Monitoring of all sources included in the rule would have to start on Jan. 1, 2011. The EPA proposed rule will only require reporting of methane sources at compression stations emitting more than 25,000 metric tons a year of CO2 equivalent. That would subject 1,145 transmission facilities, or 59 percent of the total, to monitoring and reporting requirements. The supplemental rule also covers onshore petroleum and natural gas production, offshore petroleum and natural gas production, natural gas processing, natural gas transmission compressor stations, underground natural gas storage, liquefied natural gas (LNG) storage, LNG import and export terminals and distribution. EPA is not proposing to include reporting of fugitive emissions from natural gas pipeline segments between compressor stations.
The EPA has not announced at what point GHG emitters will have to add GHG emissions to other Clean Air Act-controlled emissions for the purpose of determining whether those total emissions require the company to obtain an operating permit which would include limits on methane emissions.
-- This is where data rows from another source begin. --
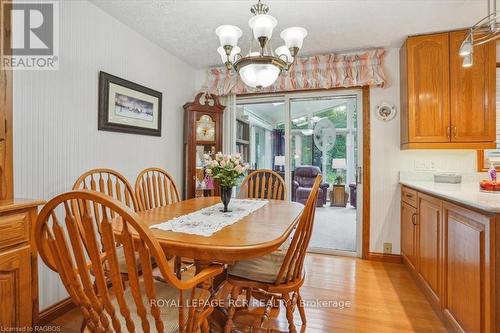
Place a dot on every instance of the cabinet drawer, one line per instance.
(409, 196)
(14, 228)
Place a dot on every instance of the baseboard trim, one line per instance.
(385, 257)
(56, 310)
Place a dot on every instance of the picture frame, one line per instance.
(128, 107)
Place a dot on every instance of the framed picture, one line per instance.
(128, 107)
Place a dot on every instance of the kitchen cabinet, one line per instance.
(426, 102)
(469, 288)
(455, 249)
(429, 252)
(472, 92)
(409, 234)
(444, 105)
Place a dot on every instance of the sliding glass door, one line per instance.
(304, 135)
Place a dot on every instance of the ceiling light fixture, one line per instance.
(486, 30)
(259, 69)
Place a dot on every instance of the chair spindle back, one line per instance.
(293, 263)
(155, 187)
(263, 184)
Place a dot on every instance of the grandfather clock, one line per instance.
(202, 135)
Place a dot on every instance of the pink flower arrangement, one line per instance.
(225, 168)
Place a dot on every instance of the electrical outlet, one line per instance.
(419, 165)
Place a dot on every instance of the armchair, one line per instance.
(303, 180)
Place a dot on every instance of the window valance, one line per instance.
(315, 72)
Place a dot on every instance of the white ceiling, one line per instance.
(186, 28)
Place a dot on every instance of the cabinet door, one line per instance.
(408, 233)
(429, 252)
(472, 92)
(468, 290)
(15, 288)
(428, 88)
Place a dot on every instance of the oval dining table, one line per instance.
(255, 235)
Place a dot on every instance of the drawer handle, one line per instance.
(414, 218)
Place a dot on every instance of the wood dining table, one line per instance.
(255, 235)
Presumably those permit requirements would not come into play for the gas transmission industry until at least after March 2012 when the first monitoring reports are due.
“Gathering this information is the first step toward reducing greenhouse emissions and fostering innovative technologies for the clean energy future,” says EPA Administrator Lisa P. Jackson. “It’s especially important to track potent gases like methane, which traps more than 20 times as much heat as carbon and accelerates climate change. Once we know where we must act, American innovators and entrepreneurs can develop new technologies to protect our atmosphere and fight climate change.”
EPA estimates that the total cost for monitoring emissions in the first year is $56.0 million, and the total national annualized cost for subsequent years is $21.4 million. Of these costs, roughly 49.5 percent fall upon the onshore production segment in the first year, while 34.5 percent fall upon the gas transmission segment. Local distribution companies account for 3 percent.